Omicron’s arrival in the UK has seen record numbers and increased admissions but the total number of intensive care patients remains flat. 

Only five percent of Covid-19 patients are currently on mechanical ventilations. This is compared to the 11% at the height of the pandemic in January. 

The Prime Minister said Omicron is ‘milder than previous variants’ and ‘keeps people in hospital for a shorter period’. 

He told a Downing Street press conference yesterday: ‘While hospital admissions are rising quickly, this is not yet thankfully translating into the same numbers needing intensive care that we saw in previous waves.’  

The capital’s hospitals are in crisis mode due to fears that up to 10% of staff may be absent sick. In order to deal with the staff absences, all non-urgent operations have been cancelled in this country. Boris Johnson announced last night plans to call for the army to help if things get worse.  

According to Government data, the rate of cases per 100,000 under-60s declined from 2,279 at its peak on December 21, to 1,842 by December 30,.

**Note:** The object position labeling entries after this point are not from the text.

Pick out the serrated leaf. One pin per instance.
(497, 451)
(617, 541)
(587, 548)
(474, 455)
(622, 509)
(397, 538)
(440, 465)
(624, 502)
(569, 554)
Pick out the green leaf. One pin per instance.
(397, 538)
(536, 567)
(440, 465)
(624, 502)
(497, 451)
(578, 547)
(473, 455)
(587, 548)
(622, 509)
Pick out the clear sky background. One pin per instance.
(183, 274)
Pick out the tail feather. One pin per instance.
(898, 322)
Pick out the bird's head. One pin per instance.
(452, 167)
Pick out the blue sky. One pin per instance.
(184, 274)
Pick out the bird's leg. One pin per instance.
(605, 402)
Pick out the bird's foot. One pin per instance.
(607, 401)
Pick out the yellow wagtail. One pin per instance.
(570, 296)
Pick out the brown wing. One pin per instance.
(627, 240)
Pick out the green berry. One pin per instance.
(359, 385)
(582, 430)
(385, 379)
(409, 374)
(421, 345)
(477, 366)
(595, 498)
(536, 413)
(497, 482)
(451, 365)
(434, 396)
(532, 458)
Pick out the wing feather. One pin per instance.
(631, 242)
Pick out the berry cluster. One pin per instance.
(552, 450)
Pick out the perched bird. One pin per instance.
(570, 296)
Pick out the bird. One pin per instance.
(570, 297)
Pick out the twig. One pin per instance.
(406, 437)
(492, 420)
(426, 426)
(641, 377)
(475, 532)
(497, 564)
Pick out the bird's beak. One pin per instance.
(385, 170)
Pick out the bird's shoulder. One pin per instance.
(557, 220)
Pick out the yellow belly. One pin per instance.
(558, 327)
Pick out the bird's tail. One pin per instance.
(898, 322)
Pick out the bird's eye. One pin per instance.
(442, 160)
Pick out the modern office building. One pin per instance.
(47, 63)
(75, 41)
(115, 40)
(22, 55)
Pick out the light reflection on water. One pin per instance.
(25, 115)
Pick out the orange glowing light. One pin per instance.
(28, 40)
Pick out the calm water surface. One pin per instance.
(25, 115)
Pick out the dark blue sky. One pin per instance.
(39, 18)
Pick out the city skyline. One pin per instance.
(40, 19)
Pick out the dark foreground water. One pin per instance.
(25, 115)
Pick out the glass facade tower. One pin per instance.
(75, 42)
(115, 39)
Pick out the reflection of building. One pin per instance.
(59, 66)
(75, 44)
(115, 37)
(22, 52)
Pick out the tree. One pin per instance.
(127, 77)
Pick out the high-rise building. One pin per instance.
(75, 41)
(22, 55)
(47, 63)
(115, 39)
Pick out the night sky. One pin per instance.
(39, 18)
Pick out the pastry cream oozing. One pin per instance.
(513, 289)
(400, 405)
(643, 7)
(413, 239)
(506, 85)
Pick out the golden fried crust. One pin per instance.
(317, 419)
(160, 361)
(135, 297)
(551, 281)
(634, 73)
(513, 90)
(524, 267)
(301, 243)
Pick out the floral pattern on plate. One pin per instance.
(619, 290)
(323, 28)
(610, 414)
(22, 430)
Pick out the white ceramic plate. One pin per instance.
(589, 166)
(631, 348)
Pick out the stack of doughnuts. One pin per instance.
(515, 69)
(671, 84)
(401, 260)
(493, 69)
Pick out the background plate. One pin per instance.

The rate of change in the 60-year-old population increased by 701 to 1,212 during the same time period. 

Every day after December 22, except Wednesday (under-60s), the cases decreased week-on-week. The biggest decline was on Christmas, when the numbers fell 57% on the preceding week.

These figures compare to the record-breaking week-on-week gains of over 200 percent in December when the mutant strain was introduced in the capital. 

While confirmed cases of infection are on the rise among over-60s, their growth has been steady since December 17th.

Cases rose by 191pc week-on–week at that time, but are only up by 40pc on December 27th. This suggests growth is slowing. 

It is impossible to determine the trending data as the latest week has not been available.

MailOnline spoke with Professor Paul Hunter from the University of East Anglia. He said that an epidemic will peak when there are no more people to spread it. 

“The problem is never when it will peak, but how high. Although infections are still increasing in the over 60s in London it does look like this is starting to slow already — but of course there is a problem with Christmas affecting reporting so we can’t be certain. 

The Christmas effect will disappear from recent data next week, says a spokesperson.

In the capital, death rates within 28 days after a positive Covid iso test are flat. They have risen nine percent in one week (21 to 23 December 30, 2018). 

Professor Livermore said: ‘A major point to highlight is that we’re now 21 days from when the rate in the over 60s took off on December 14 to 15. 

‘That’s longer than the typical period — around 19 days — between infection and death for those who are going to succumb. Yet there’s no significant uptick in deaths. 

It is believed that Omicron has less potential to cause serious disease or that the severity of Omicron’s effects can be reduced through widespread vaccination and pre-infection. I think we’re now at the beginning of the end.’